Skip to content

Reference Sheet

CC BY-SA 4.0

Key Points

  • Before reading or writing data, make sure that you are in the correct directory. You can check the present working directory with the pwd function, and you can navigate to another directory using cd.
  • You can enter the shell> mode in the REPL by typing ;, which enables you to execute system shell commands (e.g., pwd, cd, mkdir, etc.).
  • There are various data formats, but CSV is one of the most commonly used formats.
  • To read a CSV file, you can use the CSV.read function, and to create or write a CSV file, you can use the CSV.write function.
  • The CSV.read function takes two arguments: a file path and a sink. In most cases, you will use DataFrame as the sink.
  • The rename function allows you to change the column names of a DataFrame.
  • In some cases, CSV files may not use commas for separation. If that is the case, you can use the delim keyword argument to specify the character used in your file.
  • In some regions, commas are used to separate decimals instead of dots (e.g., 3,14 instead of 3.14). In such cases, columns containing Floats will be interpreted as Strings. To avoid this, you can use the decimal keyword argument.
  • The XLSX.jl package enables reading and writing of Excel files (.xlsx). To read a file, you can use the XLSX.readtable function, and to write a file, you can use XLSX.writetable.
  • When using XLSX.readtable, you need to specify the sheet you want to read from since Excel files can have multiple sheets. If you are unsure about the sheets in the Excel file, you can use XLSX.readxlsx and XLSX.sheetnames to obtain a Vector containing all the sheet names.
  • SAS files (.sasb7dat and .xpt) can be read using the readstat function provided by the ReadStatTables.jl package.
  • Currently, ReadStatTables.jl only supports reading files. Write support is experimental and not fully developed.
  • You can read and write files from different locations by providing the full or relative path instead of just the file name. For more information on specifying robust and complex file paths, refer to the Filesystem section in the Julia documentation.
  • To obtain a Vector with all the column names of a DataFrame, you can use the names function. This is particularly useful when examining DataFrames with a large number of columns.
  • DataFramesMeta.jl imports DataFrames.jl, allowing you to import only DataFramesMeta.jl and still have access to the functions from DataFrames.jl.
  • You can select a group of columns from a DataFrame using the @select macro provided by DataFramesMeta.jl.
  • Instead of specifying which columns you want to select, you can specify the columns that you don't want to select using the Not operator, which need to be called with $() (e.g. @select <DataFrame> $(Not(column_name))).
  • You can select the rows in a DataFrame that satisfy a condition using the @[r]subset macro.
  • The row version of a DataFramesMeta.jl macro can be accessed by adding an r before the macro name (e.g., @rsubset, @rtransform, etc.).
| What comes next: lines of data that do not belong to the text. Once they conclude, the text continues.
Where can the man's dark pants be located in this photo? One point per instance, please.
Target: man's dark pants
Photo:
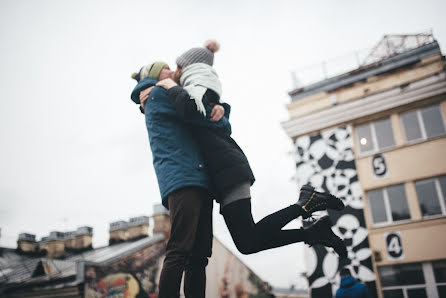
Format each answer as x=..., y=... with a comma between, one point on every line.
x=190, y=243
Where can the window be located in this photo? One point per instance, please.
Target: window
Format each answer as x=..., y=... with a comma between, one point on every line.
x=388, y=204
x=414, y=280
x=423, y=123
x=375, y=136
x=431, y=195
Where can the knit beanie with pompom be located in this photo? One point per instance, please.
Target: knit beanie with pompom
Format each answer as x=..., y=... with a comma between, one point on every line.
x=199, y=55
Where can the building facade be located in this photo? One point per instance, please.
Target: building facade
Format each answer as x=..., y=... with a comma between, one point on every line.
x=376, y=137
These versions are useful as they eliminate the need to broadcast all operations inside the call, but there are cases where it is not possible to do so.
  • To remove rows that have missing values in a column, you can use @rsubset <DataFrame> !ismissing(:column_name).
  • The @[r]transform macro allows you to create a new column or modify an existing one.
  • The @astable macro enables access to intermediate calculations within a DataFramesMeta.jl macro call and allows operations on multiple columns simultaneously.
  • By appending ! at the end of a macro call (e.g., @[r]transform! or select!), you can modify the original DataFrame instead of creating a new one.
  • The groupby function is used to group data in a DataFrame based on specific columns. When used together with @combine, it enables applying operations on grouped data and generating new aggregated results.
  • The @by macro provides a concise alternative to using groupby and @combine. It allows grouping data and applying operations in a single call.
  • Including length(:column) in a @combine or @by call will return the number of rows in each grouped DataFrame as part of the aggregated results. The column name used does not affect the results.
  • You can perform all your data wrangling operations in a single block using @chain. This block can include both DataFramesMeta.jl macros and functions such as rename. Additionally, @chain passes the DataFrame as an argument to every function and macro call. For example, inside a @chain block, you can write @groupby <column> instead of @groupby <DataFrame> <column>.

Summary of Basic Commands

Action Command Observations
Get the current working directory pwd() Equivalent to running pwd in the shell
Change the current working directory cd(<path>) Equivalent to running cd <path> in the shell
Enter the shell> mode in the Julia REPL Type ; in the REPL
Read a CSV file CSV.read(<filepath>, <sink>) The sink argument will be a DataFrame most of the time
Write a CSV file CSV.write(<filepath>, <DataFrame>)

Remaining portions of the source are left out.